Archivio FISI: Stefano Gross (Pentaphoto/Gabriele Facciotti)

Archivio FISI: Stefano Gross (Pentaphoto/Gabriele Facciotti)

Kranjska Gora – Nach Wengen und Stockholm raste der italienische Slalomspezialist beim heutigen Rennen im slowenischen Kranjska Gora erneut aufs Podest. Der azurblaue Athlet kann somit auf eine gute Saison verweisen. Er berichtet, dass es eine gute Vorstellung auf einer schwierigen Unterlage war. Er konnte seine Skitechnik ausspielen und nahezu fast immer attackieren.

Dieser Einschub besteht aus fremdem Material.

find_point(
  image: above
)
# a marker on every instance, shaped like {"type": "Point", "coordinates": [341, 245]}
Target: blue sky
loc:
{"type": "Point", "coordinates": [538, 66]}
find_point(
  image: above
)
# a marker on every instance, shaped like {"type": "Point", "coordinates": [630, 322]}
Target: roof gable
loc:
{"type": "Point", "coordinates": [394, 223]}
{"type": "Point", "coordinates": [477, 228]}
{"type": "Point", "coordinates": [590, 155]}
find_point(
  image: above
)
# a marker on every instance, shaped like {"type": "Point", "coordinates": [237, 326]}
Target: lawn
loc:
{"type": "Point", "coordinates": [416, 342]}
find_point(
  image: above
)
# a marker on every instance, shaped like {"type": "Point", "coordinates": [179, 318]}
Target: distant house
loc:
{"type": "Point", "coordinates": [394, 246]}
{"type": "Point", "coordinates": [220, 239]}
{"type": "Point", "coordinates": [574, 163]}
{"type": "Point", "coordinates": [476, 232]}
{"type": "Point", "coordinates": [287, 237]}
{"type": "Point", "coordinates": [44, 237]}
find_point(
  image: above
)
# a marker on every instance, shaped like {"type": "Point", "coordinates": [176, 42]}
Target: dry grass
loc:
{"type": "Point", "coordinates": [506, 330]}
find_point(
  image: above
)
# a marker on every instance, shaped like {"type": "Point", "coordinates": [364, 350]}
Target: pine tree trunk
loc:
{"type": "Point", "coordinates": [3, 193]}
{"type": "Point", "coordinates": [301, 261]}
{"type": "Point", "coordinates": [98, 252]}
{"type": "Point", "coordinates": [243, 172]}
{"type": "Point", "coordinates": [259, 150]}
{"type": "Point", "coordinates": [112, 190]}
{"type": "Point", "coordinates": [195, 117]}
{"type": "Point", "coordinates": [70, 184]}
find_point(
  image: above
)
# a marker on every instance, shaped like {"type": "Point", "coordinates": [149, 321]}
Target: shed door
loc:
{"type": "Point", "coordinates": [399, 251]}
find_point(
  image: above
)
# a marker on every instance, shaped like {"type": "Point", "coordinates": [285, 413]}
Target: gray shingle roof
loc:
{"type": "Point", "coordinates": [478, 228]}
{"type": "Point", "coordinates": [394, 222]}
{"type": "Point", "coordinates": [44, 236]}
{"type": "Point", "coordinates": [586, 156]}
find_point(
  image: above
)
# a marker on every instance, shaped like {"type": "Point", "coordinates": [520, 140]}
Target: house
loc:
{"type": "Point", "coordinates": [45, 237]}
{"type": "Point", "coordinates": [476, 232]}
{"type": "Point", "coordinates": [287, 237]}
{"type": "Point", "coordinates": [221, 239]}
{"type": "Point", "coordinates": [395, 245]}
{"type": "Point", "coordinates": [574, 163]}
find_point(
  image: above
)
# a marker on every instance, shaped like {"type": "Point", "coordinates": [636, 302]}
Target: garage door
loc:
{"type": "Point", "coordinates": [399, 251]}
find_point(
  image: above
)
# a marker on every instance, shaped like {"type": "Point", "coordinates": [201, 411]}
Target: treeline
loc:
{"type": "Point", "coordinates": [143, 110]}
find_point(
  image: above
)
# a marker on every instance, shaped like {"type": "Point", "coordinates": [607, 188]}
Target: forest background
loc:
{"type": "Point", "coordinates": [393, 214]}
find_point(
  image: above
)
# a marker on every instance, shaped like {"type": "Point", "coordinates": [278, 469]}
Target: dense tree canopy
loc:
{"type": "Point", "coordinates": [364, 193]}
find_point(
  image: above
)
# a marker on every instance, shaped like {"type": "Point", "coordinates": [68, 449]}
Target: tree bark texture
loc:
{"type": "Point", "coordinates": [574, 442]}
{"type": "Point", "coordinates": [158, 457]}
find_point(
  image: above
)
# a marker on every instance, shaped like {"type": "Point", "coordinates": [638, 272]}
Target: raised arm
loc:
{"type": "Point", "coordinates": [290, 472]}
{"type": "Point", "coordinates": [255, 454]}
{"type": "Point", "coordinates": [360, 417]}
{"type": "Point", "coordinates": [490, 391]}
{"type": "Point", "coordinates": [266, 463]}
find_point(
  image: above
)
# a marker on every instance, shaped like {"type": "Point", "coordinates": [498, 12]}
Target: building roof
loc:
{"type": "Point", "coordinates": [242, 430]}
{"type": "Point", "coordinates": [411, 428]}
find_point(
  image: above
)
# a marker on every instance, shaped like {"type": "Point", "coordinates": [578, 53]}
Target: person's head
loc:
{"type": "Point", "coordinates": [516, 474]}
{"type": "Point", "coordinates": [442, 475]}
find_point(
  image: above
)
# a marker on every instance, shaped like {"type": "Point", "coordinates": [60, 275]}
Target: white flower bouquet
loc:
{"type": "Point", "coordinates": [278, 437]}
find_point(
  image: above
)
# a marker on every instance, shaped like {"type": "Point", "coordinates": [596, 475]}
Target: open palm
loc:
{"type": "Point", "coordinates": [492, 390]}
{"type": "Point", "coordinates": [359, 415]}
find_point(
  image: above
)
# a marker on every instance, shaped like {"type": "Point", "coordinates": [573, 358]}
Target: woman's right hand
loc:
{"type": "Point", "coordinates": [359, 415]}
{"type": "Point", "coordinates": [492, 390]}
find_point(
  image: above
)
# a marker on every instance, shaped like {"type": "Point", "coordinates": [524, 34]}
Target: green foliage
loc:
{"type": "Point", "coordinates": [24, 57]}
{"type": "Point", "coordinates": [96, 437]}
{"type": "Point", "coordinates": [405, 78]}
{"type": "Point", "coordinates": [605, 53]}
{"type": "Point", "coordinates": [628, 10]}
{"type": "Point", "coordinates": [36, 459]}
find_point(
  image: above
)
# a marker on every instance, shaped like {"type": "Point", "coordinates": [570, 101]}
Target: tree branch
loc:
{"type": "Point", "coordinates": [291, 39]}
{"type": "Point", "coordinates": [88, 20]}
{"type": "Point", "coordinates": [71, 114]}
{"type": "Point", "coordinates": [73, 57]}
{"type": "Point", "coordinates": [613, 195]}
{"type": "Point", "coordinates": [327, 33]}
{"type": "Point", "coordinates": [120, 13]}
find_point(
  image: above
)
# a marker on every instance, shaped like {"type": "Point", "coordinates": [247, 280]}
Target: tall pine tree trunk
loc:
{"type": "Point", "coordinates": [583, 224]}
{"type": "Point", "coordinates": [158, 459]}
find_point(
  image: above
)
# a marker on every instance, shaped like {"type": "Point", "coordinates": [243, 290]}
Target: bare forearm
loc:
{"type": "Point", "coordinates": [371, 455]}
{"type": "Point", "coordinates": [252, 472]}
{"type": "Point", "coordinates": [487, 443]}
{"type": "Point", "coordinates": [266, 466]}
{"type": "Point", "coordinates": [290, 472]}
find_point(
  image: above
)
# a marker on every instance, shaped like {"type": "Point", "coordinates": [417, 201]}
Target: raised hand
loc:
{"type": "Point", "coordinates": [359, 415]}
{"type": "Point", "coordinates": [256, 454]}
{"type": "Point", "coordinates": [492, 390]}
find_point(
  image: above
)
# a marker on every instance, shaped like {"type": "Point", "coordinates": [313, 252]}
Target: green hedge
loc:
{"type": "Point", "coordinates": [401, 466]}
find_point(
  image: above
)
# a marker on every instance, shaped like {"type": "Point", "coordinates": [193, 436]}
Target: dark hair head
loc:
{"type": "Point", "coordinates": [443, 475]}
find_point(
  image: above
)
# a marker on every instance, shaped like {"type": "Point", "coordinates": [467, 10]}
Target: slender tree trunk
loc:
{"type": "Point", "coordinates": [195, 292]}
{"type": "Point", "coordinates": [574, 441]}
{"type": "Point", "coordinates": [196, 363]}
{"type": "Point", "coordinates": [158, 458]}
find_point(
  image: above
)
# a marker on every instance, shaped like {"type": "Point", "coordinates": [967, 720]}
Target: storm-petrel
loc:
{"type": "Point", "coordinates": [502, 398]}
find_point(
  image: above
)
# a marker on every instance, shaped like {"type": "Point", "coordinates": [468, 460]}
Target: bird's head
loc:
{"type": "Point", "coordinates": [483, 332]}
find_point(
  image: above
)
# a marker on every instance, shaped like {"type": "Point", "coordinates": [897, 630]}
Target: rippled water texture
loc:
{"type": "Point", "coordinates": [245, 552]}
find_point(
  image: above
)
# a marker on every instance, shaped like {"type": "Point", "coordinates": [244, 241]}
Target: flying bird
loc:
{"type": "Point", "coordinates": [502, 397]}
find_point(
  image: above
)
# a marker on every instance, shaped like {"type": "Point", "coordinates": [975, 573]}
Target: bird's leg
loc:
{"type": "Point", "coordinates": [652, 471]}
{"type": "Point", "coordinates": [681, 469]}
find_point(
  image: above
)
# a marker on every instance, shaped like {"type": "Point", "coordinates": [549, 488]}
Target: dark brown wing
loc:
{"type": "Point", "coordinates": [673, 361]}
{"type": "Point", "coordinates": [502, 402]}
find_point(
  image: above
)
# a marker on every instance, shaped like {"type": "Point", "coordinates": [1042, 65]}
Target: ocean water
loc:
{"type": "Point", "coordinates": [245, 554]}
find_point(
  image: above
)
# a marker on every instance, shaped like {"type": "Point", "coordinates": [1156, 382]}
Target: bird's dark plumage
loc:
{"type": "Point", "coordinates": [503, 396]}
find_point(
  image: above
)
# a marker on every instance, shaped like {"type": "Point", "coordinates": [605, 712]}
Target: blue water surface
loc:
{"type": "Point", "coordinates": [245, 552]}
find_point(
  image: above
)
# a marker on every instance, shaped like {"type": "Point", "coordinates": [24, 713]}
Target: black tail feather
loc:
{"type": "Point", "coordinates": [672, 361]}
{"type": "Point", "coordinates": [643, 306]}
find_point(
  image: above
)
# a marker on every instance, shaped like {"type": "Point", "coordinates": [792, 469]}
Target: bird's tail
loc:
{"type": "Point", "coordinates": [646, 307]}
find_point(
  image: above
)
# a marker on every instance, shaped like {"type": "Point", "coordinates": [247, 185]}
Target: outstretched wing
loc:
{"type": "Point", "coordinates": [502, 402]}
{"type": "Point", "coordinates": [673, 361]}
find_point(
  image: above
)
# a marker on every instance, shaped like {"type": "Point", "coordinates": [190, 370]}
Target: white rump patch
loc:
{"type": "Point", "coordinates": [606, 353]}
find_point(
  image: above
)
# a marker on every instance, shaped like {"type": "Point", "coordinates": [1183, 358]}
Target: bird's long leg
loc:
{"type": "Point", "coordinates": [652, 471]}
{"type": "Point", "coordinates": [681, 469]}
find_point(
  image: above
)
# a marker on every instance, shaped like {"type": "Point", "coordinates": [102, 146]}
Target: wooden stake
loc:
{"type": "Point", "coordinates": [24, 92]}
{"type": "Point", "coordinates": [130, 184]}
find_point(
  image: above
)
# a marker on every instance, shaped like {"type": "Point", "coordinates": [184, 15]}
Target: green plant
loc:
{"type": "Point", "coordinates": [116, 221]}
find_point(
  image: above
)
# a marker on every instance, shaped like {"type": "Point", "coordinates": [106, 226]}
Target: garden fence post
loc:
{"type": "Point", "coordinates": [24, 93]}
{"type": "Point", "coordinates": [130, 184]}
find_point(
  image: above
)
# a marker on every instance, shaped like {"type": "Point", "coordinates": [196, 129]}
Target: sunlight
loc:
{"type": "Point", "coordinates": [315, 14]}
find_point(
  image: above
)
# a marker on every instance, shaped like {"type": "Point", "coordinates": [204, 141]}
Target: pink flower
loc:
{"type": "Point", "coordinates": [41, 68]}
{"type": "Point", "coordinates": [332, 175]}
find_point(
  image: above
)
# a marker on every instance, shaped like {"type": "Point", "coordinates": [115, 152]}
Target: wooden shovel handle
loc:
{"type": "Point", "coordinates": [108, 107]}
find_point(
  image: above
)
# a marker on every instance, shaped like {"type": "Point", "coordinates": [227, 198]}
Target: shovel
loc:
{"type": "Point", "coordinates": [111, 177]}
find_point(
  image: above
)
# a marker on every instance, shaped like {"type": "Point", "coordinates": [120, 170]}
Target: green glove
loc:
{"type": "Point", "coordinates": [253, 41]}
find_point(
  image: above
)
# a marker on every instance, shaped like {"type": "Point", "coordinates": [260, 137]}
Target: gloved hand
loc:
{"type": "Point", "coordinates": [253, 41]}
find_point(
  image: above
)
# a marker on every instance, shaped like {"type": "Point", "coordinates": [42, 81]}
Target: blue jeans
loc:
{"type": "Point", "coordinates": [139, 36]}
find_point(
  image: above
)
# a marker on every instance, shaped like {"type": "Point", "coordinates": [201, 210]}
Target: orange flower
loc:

Des Weiteren ist er glücklich über die erreichte Platzierung, auch wenn vorne immer die Gleichen sind. Gross weiß, dass er im letzten Rennen, und das findet beim Saisonfinale in St. Moritz statt, noch ein wenig Gas geben möchte.

Über den dritten Rang in der Disziplinenwertung denkt der Fassataler nicht nach, auch wenn er nur 18 Punkte hinter dem Deutschen Felix Neureuther liegt. Mehr noch: Gross möchte in der Schweiz gut fahren und sich immer verbessern, um bald wieder das Gefühl eines möglichen „Sieges“ zu erfahren.